# **Predicting House Prices Using Machine Learning**  


### **1. Introduction**  
This project aims to predict house prices using three machine learning models — **Linear Regression**, **Random Forest**, and **SVM**. The goal is to identify the best-performing model based on the **RMSE (Root Mean Square Error)** metric.  


### **2. Data Description**  
The dataset contains key features such as:  
- **LotArea:** Lot size in square feet.  
- **TotalBsmtSF:** Total basement area.  
- **SalePrice:** The target variable representing the house price.  

#### **Data Cleaning**
- **Missing Values:**  
   - `SalePrice` missing values were replaced with the mean.  
   - Rows with missing values in other features were dropped.  
- **Duplicate Entries:** Removed to ensure data quality.  
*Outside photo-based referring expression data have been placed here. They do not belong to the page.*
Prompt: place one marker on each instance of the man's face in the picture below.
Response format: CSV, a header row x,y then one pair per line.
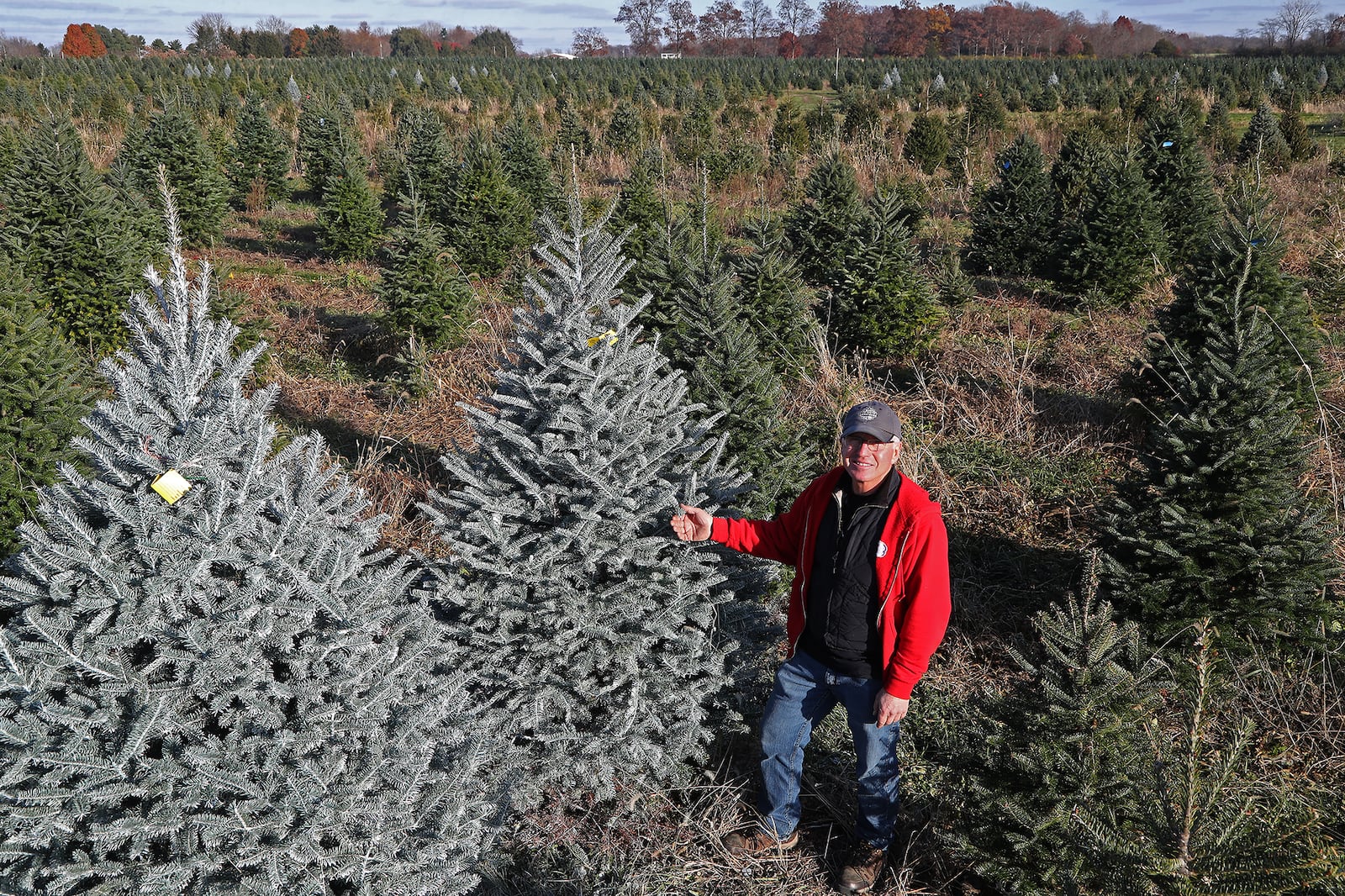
x,y
868,459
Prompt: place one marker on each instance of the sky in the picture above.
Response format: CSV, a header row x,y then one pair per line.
x,y
541,24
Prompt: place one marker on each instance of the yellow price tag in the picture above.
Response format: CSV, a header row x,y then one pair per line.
x,y
170,486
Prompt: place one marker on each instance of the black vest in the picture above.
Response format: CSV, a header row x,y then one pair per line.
x,y
842,603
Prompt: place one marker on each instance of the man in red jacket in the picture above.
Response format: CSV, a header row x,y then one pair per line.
x,y
868,609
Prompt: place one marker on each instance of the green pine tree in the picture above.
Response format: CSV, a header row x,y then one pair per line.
x,y
572,138
1215,524
1295,131
1015,219
488,221
927,143
222,688
625,132
1183,185
324,143
1120,239
171,139
424,293
350,221
257,152
64,230
595,630
42,398
773,296
1247,249
1217,134
1203,821
715,343
424,155
525,165
884,304
824,226
1063,737
1086,159
1263,143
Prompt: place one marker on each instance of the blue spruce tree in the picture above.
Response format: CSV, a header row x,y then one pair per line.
x,y
213,683
596,631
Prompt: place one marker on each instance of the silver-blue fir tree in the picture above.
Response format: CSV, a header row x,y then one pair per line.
x,y
230,692
598,633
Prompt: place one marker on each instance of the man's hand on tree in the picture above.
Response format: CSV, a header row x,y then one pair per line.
x,y
692,524
889,709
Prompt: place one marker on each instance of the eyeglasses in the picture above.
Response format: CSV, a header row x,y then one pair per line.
x,y
858,441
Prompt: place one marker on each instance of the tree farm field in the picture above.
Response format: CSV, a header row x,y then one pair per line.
x,y
841,226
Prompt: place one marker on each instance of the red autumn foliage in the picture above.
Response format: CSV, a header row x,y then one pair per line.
x,y
82,42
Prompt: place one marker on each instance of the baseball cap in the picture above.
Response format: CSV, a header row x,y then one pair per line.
x,y
874,419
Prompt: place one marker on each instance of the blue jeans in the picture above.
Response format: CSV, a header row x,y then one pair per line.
x,y
804,692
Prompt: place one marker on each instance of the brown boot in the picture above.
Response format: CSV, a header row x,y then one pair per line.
x,y
861,869
757,842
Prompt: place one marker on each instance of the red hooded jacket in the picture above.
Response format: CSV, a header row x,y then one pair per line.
x,y
911,562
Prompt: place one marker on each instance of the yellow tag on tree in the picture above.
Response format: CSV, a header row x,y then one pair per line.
x,y
171,486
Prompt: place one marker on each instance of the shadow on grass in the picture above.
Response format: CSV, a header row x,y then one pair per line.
x,y
999,582
354,445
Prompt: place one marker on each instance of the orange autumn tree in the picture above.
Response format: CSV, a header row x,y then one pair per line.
x,y
76,45
100,49
82,42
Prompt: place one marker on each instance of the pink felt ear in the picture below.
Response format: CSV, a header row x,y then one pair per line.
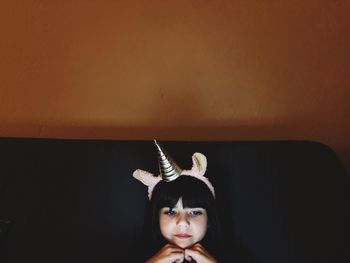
x,y
198,170
147,179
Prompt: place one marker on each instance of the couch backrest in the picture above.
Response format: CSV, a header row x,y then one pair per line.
x,y
76,200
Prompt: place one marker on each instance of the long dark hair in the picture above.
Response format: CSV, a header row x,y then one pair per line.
x,y
194,193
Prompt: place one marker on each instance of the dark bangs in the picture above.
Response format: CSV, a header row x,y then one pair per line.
x,y
194,193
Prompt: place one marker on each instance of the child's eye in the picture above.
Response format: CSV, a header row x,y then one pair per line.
x,y
171,212
195,213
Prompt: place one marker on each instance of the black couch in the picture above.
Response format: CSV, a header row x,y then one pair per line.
x,y
76,200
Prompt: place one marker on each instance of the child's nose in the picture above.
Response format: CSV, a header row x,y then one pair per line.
x,y
182,220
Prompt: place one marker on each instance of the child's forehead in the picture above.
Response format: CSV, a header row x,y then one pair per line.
x,y
179,205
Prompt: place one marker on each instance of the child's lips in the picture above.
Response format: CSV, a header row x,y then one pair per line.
x,y
183,235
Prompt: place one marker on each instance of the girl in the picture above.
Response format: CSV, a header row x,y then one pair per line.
x,y
183,216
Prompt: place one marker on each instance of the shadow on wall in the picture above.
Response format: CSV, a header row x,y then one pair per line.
x,y
181,133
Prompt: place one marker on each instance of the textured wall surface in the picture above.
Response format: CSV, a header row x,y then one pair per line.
x,y
238,70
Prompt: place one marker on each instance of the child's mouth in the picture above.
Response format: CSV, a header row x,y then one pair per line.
x,y
183,235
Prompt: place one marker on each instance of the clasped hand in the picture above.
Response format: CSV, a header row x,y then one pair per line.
x,y
173,254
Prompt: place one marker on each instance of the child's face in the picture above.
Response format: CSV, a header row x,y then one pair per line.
x,y
183,226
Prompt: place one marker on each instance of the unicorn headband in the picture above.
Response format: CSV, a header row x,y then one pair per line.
x,y
169,171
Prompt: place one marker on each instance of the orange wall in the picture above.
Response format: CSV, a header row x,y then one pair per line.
x,y
240,70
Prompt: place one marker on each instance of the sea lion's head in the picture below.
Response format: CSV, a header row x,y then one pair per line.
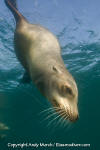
x,y
60,89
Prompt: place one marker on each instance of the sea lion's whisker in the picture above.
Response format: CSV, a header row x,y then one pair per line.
x,y
49,109
55,113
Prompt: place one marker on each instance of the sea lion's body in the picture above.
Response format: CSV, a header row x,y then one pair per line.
x,y
39,52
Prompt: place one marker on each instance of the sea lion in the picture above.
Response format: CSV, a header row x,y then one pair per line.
x,y
39,52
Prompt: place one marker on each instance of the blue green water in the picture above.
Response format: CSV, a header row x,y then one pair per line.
x,y
77,26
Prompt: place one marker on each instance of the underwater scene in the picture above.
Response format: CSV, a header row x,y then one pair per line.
x,y
25,115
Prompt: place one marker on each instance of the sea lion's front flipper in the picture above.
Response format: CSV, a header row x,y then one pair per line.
x,y
26,78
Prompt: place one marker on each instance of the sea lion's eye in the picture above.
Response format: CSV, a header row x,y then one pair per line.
x,y
66,90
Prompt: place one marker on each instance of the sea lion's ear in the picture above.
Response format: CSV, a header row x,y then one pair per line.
x,y
66,90
56,69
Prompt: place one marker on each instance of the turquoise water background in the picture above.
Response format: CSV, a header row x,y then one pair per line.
x,y
76,24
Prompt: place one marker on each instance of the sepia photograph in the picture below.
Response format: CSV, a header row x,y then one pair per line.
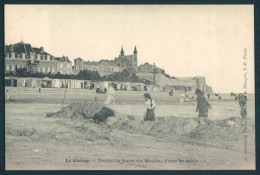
x,y
129,87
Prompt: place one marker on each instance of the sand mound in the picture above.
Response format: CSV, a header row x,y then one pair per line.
x,y
176,127
170,128
82,110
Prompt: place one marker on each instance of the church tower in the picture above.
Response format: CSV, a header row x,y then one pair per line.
x,y
135,56
122,51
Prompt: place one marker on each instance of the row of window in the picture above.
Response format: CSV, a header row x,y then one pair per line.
x,y
61,66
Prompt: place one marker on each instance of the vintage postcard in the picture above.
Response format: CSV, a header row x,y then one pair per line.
x,y
129,87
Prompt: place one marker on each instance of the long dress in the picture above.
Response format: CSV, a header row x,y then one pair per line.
x,y
149,110
110,96
202,106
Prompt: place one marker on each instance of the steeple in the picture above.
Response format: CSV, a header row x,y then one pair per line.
x,y
135,51
122,51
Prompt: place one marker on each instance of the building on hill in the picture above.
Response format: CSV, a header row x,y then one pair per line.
x,y
35,60
127,61
64,65
107,67
146,67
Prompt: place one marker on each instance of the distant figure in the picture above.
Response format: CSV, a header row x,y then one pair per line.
x,y
187,99
7,97
102,115
218,95
171,92
149,108
202,106
182,97
233,94
242,99
231,122
110,95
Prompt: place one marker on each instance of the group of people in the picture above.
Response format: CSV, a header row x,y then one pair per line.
x,y
184,98
202,106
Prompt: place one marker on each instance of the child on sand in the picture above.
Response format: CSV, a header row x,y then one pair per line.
x,y
149,108
202,106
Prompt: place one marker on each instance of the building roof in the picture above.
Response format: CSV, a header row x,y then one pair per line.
x,y
107,62
22,47
91,63
62,59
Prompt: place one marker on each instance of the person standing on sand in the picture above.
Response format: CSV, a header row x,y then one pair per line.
x,y
110,95
7,97
182,97
242,99
149,108
202,106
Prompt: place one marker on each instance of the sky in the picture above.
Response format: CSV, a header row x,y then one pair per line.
x,y
185,40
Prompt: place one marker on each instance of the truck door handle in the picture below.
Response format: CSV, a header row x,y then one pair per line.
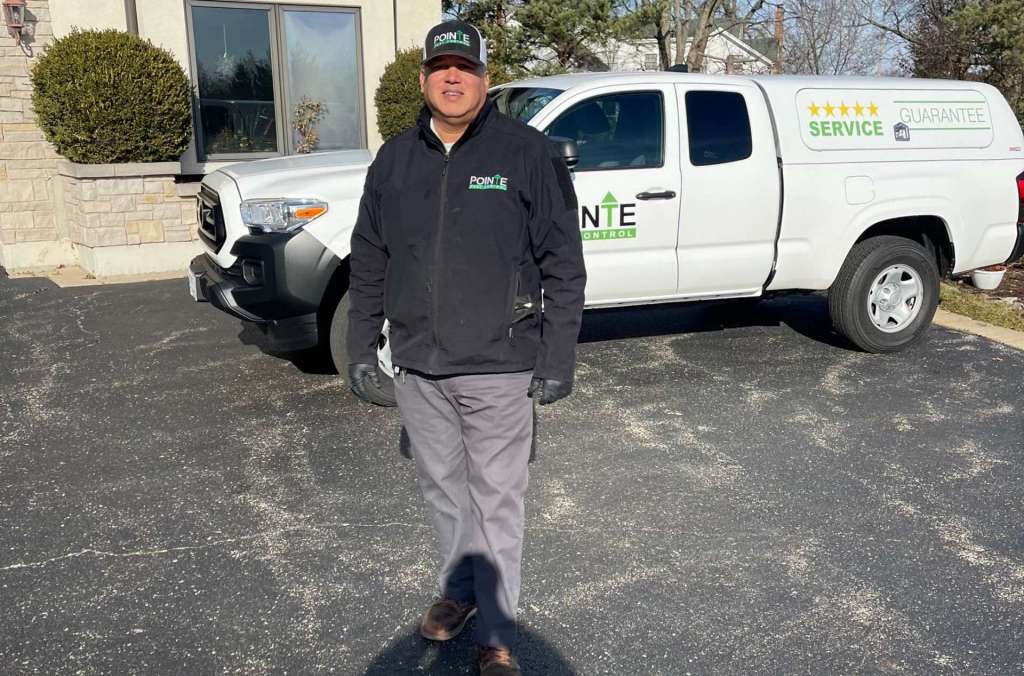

### **3. Exploratory Data Analysis (EDA)**  
EDA helped uncover key insights:  

- **SalePrice Distribution:** Right-skewed, indicating the presence of high-value properties.  
- **Outliers:** Significant outliers were detected in `LotArea`, `TotalBsmtSF`, and `SalePrice`.  
- Outliers were removed using the **IQR (Interquartile Range)** method to improve model performance.  


### **4. Data Scaling**  
To ensure consistency across features, numerical columns such as `LotArea`, `TotalBsmtSF`, and `SalePrice` were standardized using **StandardScaler**. This step was crucial for improving model performance, especially for **SVM** and **Linear Regression**.


### **5. Modeling**  
Three models were implemented:  

- **Linear Regression** — Simple and interpretable.  
- **Random Forest** — Robust and handles outliers well.  
- **SVM** — Effective for complex patterns.  


### **6. Results**  
The models were evaluated using **RMSE**:  

- **Linear Regression:** **0.87**  
- **Random Forest:** **0.58** (Best Model)  
- **SVM:** **0.82**  


### **7. Conclusion**  
The **Random Forest** model outperformed the others with the lowest RMSE score, making it the most accurate model for predicting house prices in this project.  

For further improvement, tuning hyperparameters or adding engineered features could enhance model performance.